Une actualité de Jean-Baptiste G.
Publié le 11/12/2021
En 1991 s'effondrait l'Union des républiques socialistes soviétiques (URSS). 30 ans après nous vous proposons de revenir sur l'histoire de ce géant qui fut tout à la fois une utopie, un empire et un monstre.
L'Union des républiques socialistes soviétiques se fonde sur une utopie : l'avènement d'une nouvelle humanité telle que conçue par l'idéologie communiste. Elle tenta par de nombreuses façons de créer un monde nouveau dans lequel l'Homme rouge devait remplacer le prince blanc. Ainsi devait s'ouvrir la voie à une nouvelle ère de prospérité garantie par un certain idéal de progrès, par une agriculture et une industrialisation collectivisées et productivistes guidées par la dialectique marxiste-léniniste. Libérée du joug du capitalisme prédateur, des traditions dites archaïques, de la nation et de la religion, le jeune régime soviétique devait devenir le phare d'un monde nouveau à bâtir sur les cendres encore chaudes de l'ancienne Russie tsariste.

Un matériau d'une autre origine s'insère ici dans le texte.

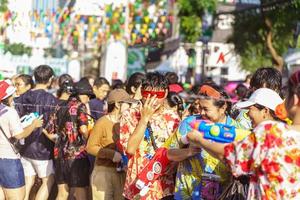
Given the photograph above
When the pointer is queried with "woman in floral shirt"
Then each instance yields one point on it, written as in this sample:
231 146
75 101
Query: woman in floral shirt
68 128
271 154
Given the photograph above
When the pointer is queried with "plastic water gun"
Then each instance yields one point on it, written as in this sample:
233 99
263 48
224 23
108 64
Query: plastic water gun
26 120
123 164
154 169
216 132
281 113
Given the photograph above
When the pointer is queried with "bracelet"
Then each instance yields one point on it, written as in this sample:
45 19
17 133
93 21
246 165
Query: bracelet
185 139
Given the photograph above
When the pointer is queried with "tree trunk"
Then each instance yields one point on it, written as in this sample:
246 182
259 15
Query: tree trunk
276 57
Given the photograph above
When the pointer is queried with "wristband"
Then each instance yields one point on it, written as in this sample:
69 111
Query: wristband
185 140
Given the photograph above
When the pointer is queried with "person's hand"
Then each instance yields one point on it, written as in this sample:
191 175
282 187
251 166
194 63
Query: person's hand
117 157
149 108
186 112
193 150
37 123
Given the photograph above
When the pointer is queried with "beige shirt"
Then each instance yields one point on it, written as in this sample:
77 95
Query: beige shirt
11 125
102 141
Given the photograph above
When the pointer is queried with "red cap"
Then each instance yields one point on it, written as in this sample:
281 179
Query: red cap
175 88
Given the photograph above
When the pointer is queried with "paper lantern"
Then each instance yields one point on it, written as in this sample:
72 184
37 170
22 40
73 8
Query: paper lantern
116 15
146 19
138 27
152 25
160 25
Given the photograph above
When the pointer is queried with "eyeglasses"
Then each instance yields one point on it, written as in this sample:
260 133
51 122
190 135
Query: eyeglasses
159 94
210 91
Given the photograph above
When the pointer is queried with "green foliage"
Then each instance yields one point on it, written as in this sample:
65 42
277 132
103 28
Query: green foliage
190 13
250 33
17 49
3 5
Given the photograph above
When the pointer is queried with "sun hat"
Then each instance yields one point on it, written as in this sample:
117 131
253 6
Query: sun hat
119 95
264 97
6 89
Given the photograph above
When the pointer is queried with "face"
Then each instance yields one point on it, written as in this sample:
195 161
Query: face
102 91
159 93
124 106
291 103
211 112
138 93
21 88
84 98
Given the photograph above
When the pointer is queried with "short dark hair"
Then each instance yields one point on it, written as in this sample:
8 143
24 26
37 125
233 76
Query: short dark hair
42 74
294 84
135 80
172 77
65 83
111 107
241 91
100 81
268 77
117 84
27 79
155 80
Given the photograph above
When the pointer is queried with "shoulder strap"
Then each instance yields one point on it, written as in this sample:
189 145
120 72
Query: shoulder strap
4 134
151 136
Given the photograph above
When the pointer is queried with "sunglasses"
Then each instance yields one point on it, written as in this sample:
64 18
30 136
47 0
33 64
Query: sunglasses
159 94
210 91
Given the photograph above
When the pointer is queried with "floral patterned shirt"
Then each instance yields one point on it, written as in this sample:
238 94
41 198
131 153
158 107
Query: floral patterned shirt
201 176
271 155
162 125
65 122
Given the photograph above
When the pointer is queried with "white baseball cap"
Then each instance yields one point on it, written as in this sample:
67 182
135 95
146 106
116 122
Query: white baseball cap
6 89
264 97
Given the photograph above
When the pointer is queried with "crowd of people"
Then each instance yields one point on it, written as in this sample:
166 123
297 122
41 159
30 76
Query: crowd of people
91 139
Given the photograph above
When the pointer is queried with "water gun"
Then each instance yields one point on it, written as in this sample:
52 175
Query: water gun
123 164
216 132
154 169
26 120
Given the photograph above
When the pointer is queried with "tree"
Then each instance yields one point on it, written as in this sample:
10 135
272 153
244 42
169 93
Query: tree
190 14
262 35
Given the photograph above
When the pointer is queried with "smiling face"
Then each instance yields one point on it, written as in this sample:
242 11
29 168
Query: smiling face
150 92
211 112
101 92
21 87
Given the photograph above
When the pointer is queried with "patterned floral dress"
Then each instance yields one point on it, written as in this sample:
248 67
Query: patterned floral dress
201 176
70 143
162 125
272 156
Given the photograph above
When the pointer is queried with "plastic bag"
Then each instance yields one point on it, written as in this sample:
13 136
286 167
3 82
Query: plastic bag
237 189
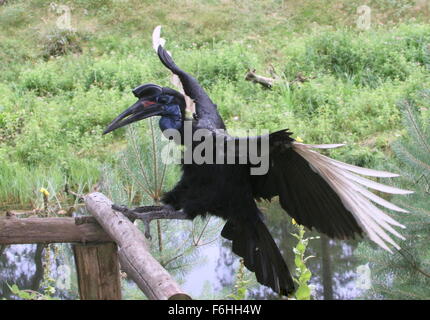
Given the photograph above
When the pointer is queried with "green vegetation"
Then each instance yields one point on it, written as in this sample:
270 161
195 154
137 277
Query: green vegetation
59 89
406 274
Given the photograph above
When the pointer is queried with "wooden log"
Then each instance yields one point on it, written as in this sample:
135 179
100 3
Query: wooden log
98 272
255 78
49 230
136 260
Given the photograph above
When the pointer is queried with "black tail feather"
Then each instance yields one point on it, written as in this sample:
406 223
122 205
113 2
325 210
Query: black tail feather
252 241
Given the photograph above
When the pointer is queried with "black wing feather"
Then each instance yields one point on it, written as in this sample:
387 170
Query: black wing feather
303 193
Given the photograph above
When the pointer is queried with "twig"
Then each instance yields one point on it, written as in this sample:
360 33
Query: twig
70 192
264 81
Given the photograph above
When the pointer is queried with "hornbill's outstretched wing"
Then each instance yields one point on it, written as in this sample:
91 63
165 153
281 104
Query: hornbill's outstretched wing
326 194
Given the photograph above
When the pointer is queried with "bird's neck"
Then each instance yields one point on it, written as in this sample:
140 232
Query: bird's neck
171 118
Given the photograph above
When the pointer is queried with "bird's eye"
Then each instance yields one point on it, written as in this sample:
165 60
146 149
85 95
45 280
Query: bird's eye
163 99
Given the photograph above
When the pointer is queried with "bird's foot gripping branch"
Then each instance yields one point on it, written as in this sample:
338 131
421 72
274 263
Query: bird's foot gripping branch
149 213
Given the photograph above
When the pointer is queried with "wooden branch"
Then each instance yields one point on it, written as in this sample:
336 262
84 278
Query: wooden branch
269 82
49 230
135 258
264 81
97 267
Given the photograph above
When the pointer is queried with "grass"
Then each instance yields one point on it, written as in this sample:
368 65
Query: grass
56 99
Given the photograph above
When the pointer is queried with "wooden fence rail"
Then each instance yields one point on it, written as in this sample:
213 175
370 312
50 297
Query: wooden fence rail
99 242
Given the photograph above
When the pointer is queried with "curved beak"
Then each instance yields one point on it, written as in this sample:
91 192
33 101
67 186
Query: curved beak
136 112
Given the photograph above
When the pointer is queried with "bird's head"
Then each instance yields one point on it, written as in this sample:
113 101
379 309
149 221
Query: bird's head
153 100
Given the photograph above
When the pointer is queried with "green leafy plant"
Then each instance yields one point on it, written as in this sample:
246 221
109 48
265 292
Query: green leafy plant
29 294
405 274
302 273
241 284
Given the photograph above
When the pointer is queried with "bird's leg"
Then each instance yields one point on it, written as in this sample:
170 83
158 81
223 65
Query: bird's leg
149 213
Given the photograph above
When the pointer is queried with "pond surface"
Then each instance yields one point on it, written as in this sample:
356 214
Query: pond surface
210 273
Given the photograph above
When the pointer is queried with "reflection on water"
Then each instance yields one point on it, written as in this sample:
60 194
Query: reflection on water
333 268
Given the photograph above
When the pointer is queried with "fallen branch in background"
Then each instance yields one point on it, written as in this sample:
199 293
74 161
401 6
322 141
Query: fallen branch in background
268 83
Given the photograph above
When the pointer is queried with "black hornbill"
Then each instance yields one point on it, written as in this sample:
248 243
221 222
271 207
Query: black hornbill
317 191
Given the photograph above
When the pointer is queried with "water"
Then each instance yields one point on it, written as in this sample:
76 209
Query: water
333 268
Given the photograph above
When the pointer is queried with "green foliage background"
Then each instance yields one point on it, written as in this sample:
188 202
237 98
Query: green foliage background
59 89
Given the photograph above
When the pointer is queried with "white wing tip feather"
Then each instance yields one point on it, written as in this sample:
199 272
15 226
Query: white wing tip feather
352 190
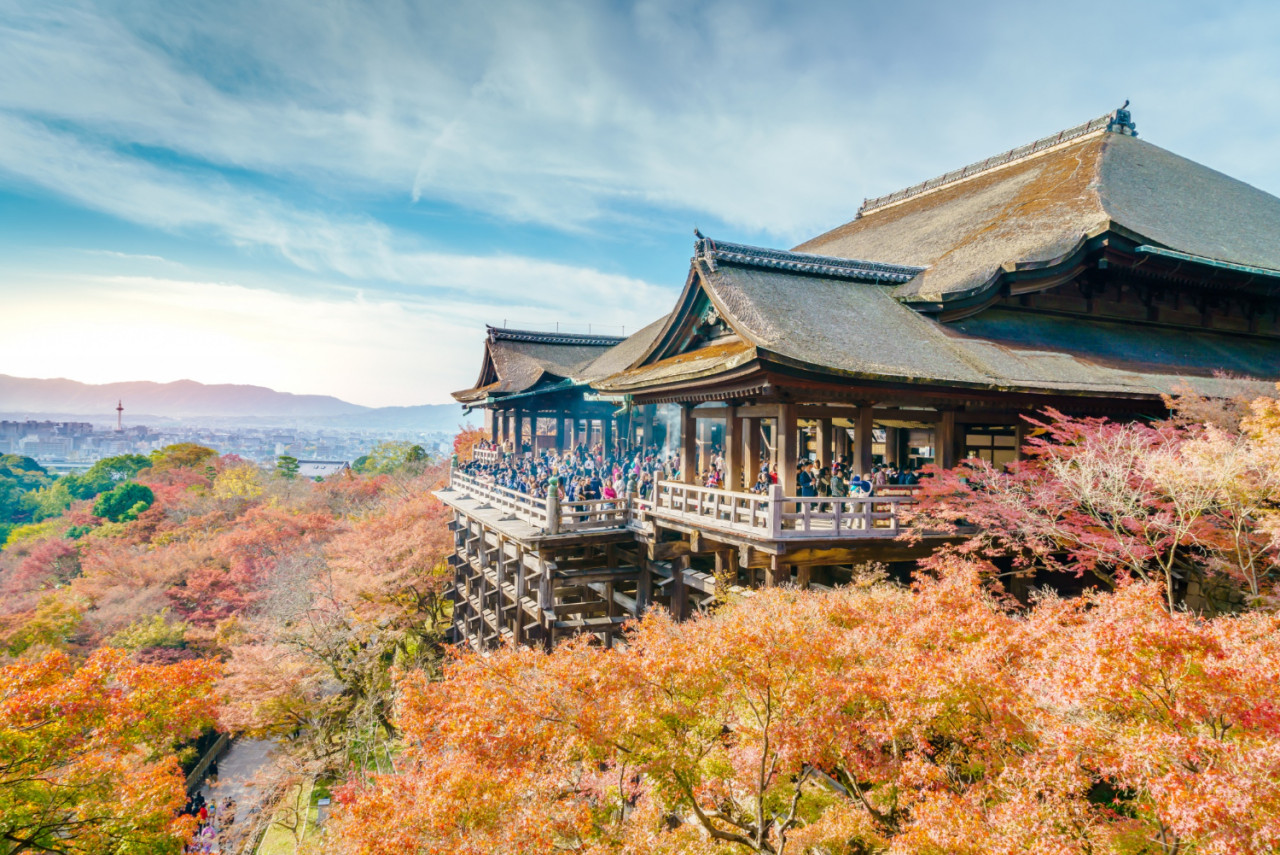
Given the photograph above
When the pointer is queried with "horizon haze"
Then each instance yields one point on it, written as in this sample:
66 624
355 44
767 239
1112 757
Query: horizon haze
337 199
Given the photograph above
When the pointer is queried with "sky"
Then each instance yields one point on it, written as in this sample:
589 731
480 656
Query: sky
334 197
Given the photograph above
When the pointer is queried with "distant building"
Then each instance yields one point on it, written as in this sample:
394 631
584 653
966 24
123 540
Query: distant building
321 469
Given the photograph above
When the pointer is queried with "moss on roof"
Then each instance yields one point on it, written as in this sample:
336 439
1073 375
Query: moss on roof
1040 209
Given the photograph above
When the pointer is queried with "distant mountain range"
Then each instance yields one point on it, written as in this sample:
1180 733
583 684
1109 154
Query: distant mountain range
191 401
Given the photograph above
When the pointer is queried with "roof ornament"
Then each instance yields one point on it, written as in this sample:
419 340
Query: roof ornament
1121 122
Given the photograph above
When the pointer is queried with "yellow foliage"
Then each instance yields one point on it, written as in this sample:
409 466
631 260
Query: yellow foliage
32 531
243 481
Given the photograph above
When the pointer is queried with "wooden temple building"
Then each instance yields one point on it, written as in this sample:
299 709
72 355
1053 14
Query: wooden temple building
1089 271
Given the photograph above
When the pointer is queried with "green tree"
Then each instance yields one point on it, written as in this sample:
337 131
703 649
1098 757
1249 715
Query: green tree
391 457
181 455
18 476
104 475
124 502
287 466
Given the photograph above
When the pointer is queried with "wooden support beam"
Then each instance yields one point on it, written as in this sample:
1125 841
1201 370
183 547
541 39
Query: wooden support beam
891 446
785 443
644 588
773 575
679 590
732 451
752 455
945 439
863 457
824 457
804 575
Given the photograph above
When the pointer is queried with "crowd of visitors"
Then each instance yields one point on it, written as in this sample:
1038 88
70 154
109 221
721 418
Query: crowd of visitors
214 823
586 472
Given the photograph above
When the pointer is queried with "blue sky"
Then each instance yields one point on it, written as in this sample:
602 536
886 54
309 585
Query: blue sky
334 197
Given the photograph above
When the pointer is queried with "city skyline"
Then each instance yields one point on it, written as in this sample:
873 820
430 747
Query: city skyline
336 200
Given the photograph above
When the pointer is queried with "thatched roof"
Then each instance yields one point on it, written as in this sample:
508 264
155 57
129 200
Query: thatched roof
1038 206
858 330
517 361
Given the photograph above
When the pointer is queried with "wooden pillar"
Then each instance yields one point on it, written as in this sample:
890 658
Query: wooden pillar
824 442
776 574
704 444
945 439
688 444
519 433
891 446
679 591
752 462
644 585
804 575
863 457
732 451
785 444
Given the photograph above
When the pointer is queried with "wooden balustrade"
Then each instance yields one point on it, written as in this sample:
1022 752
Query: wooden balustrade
776 516
772 516
551 515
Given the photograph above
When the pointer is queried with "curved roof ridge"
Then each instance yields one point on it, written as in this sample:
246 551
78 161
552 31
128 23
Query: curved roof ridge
745 255
1115 122
534 337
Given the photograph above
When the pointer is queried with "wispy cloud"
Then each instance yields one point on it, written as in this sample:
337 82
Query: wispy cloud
287 131
766 117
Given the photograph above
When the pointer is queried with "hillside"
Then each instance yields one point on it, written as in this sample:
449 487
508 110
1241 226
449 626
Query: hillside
188 399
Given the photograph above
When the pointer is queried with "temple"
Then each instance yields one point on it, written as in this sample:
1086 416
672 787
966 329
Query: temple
1089 271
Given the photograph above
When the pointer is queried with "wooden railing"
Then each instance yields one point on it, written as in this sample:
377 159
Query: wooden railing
551 515
772 516
776 516
522 506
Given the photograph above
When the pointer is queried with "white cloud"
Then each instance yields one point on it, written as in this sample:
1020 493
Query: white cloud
775 118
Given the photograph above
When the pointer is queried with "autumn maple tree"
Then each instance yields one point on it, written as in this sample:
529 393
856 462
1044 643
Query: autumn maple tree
941 718
1168 502
87 751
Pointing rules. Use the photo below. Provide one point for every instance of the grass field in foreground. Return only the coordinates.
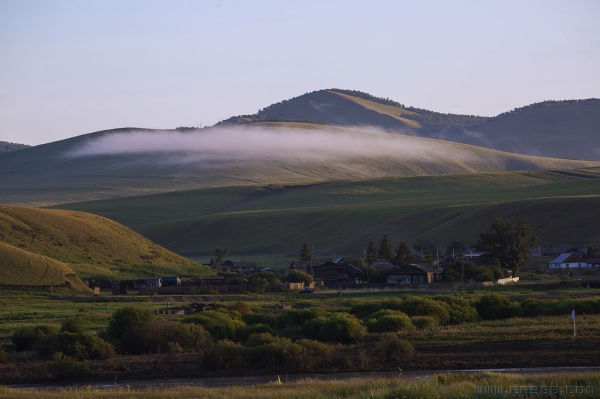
(447, 385)
(342, 217)
(43, 247)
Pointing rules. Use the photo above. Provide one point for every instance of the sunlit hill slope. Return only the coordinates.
(39, 247)
(131, 162)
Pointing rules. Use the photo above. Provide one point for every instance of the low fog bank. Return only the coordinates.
(241, 143)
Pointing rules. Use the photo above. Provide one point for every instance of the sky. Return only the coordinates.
(73, 67)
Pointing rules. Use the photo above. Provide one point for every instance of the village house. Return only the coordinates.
(240, 266)
(417, 273)
(381, 264)
(306, 266)
(593, 262)
(558, 249)
(567, 260)
(331, 272)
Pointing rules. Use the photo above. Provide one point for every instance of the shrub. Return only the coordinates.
(259, 339)
(391, 323)
(425, 307)
(282, 352)
(81, 346)
(495, 307)
(242, 307)
(25, 338)
(312, 328)
(66, 367)
(246, 331)
(226, 354)
(423, 322)
(254, 318)
(221, 325)
(394, 349)
(459, 310)
(72, 325)
(314, 354)
(296, 318)
(126, 318)
(342, 327)
(297, 276)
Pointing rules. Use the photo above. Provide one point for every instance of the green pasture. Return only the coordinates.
(342, 217)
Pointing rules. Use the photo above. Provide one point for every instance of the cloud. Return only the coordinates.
(242, 143)
(320, 107)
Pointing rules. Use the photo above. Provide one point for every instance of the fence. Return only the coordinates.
(221, 289)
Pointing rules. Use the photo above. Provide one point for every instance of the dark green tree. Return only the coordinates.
(508, 243)
(590, 252)
(429, 258)
(386, 249)
(456, 246)
(305, 252)
(403, 255)
(221, 253)
(371, 255)
(424, 245)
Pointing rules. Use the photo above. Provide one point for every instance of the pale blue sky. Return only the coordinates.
(74, 67)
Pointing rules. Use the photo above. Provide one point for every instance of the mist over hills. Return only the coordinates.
(130, 162)
(565, 129)
(6, 146)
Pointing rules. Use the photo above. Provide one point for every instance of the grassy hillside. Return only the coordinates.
(90, 245)
(343, 216)
(45, 175)
(564, 129)
(6, 146)
(23, 268)
(567, 129)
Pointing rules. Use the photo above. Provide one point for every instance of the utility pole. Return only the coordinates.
(462, 278)
(574, 330)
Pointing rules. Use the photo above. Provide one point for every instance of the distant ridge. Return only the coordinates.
(564, 129)
(44, 175)
(6, 146)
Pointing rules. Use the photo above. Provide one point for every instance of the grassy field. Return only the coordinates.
(580, 385)
(44, 175)
(40, 247)
(341, 217)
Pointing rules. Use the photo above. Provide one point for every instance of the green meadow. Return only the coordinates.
(341, 217)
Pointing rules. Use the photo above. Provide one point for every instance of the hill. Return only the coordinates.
(132, 162)
(41, 246)
(341, 217)
(6, 146)
(564, 129)
(22, 268)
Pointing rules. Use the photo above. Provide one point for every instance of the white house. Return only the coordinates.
(567, 260)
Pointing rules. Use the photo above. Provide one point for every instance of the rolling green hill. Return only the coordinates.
(132, 162)
(6, 146)
(564, 129)
(23, 268)
(43, 246)
(341, 217)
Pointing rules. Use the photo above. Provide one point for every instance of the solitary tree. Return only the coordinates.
(590, 253)
(508, 243)
(386, 249)
(424, 246)
(305, 252)
(221, 252)
(403, 255)
(371, 255)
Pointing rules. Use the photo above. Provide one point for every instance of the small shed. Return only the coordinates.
(567, 260)
(421, 273)
(171, 282)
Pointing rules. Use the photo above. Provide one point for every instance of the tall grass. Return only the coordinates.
(460, 385)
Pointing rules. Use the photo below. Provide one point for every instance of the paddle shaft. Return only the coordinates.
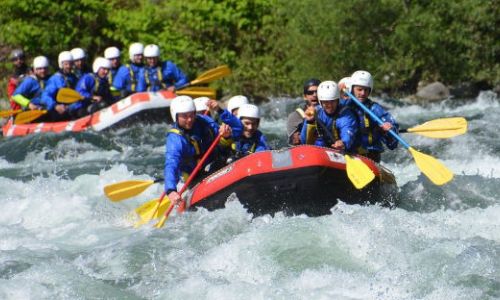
(377, 119)
(195, 171)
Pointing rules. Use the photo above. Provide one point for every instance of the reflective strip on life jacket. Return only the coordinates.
(192, 141)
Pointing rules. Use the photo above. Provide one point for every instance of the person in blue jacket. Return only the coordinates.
(251, 139)
(189, 138)
(134, 68)
(62, 78)
(371, 136)
(80, 66)
(159, 76)
(94, 88)
(28, 94)
(329, 125)
(118, 74)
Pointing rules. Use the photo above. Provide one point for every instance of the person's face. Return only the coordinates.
(361, 92)
(137, 59)
(18, 61)
(311, 95)
(186, 120)
(115, 62)
(330, 106)
(102, 72)
(67, 66)
(78, 63)
(41, 72)
(152, 61)
(250, 126)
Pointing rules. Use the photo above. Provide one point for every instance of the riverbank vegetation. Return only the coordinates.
(272, 46)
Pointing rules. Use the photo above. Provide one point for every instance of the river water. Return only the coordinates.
(60, 238)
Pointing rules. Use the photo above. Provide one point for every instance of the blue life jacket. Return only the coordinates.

Mais celle que l'on nomma officiellement en 1924 URSS ne fut-elle pas au fond, comme certains l'affirment, qu'un "grand mensonge" et un gigantesque paradoxe ? Elle se revendiquait farouchement opposée à l'impérialisme occidental et pourtant, la Russie soviétique et le communisme universaliste promu par cette dernière ont donné naissance à une autre forme d'impérialisme totalitaire. La révolution d'Octobre 1917 amorça cette conquête idéologique, militaire et politique qui s'enracina presque un siècle durant de l'Europe centrale à l'océan Pacifique. Ce devait être un âge d'or pour l'Humanité toute entière, ce fut certainement en réalité bien plus un âge du fer, de l'acier et du béton. Même le soleil semblait se lever rouge sur l'empire des soviets.

Au fil des décennies pourtant, la chape de plomb qui pesait sur l'URSS s'est fissurée et a laissé percevoir l'ampleur des crimes commis par l'idéologie soviétique. Si le goulag en reste la plus horrible et célèbre expression, l'endoctrinement et l'emprisonnement de la pensée ainsi que la destruction des territoires soviétiques au profit d'une industrialisation démesurée et prédatrice en sont d'autres aspects : Tchernobyl, la pollution et l'éradication de toute forme de vie sous-marine en mer d'Aral ou encore les projets pharaoniques de détournements des fleuves sibériens en sont de parfaits exemples.  "[...] les crimes commis en son nom [le communisme], la diversité et la particularité des victimes justifient l'acuité de la question : pourquoi tant de cruauté ? " (Thierry Wolton, Communisme, une histoire mondiale, t.2, Perrin, Paris, 2015). En Occident la désillusion fut brutale et nombreux sont ceux à avoir essayé de comprendre, expliquer et parfois même osé justifier les crimes de l'URSS.

A travers une sélection de livres et à l'occasion des 30 ans de la chute du régime soviétique nous vous proposons de revenir sur l'histoire de l'empire rouge, de son existence, de son déclin et de sa chute mais aussi sur celle de ses dirigeants, de ses crimes et de ceux qui la vécurent. Si cette histoire a été terrible, violente et sombre, elle a pu aussi à certains moments être sincère, originale et riche d'enseignements. "L'horloge du communisme a sonné tous ses coups. Mais l'édifice de béton ne s'est pas encore écroulé. Et il ne faudrait pas qu'au lieu d'en sortir libérés, nous périssions écrasés sous ses décombres." (Alexandre Soljenitsyne, Comment réaménager notre Russie ?, Fayard, Paris, 1990)




Pour une histoire générale de l'URSS

"Peu de secteurs en histoire contemporaine ont connu, au cours des dernières quinze années, un renouvellement documentaire et interprétatif aussi important que l’historie de l'Union soviétique. [...]" (Nicolas Werth, Histoire de l'Union soviétique de Lénine à Staline, PUF, Que sais-je ?, Paris, 2021)

Révolution et guerre civile

[...] la maison était debout, mais presque tous les carreaux étaient cassés, la porte était arrachée de ses gonds , les murs criblés de balle. La ferme tout entière offrait l'image de l'abandon et du vide. [...] La guerre que Pantéléï Prokofiévitch avait fuie, était venue chez lui et laissait après elle les traces hideuses de destruction." (Mikhaïl Cholokhov, Le Don paisible, Omnibus, Paris, 1991)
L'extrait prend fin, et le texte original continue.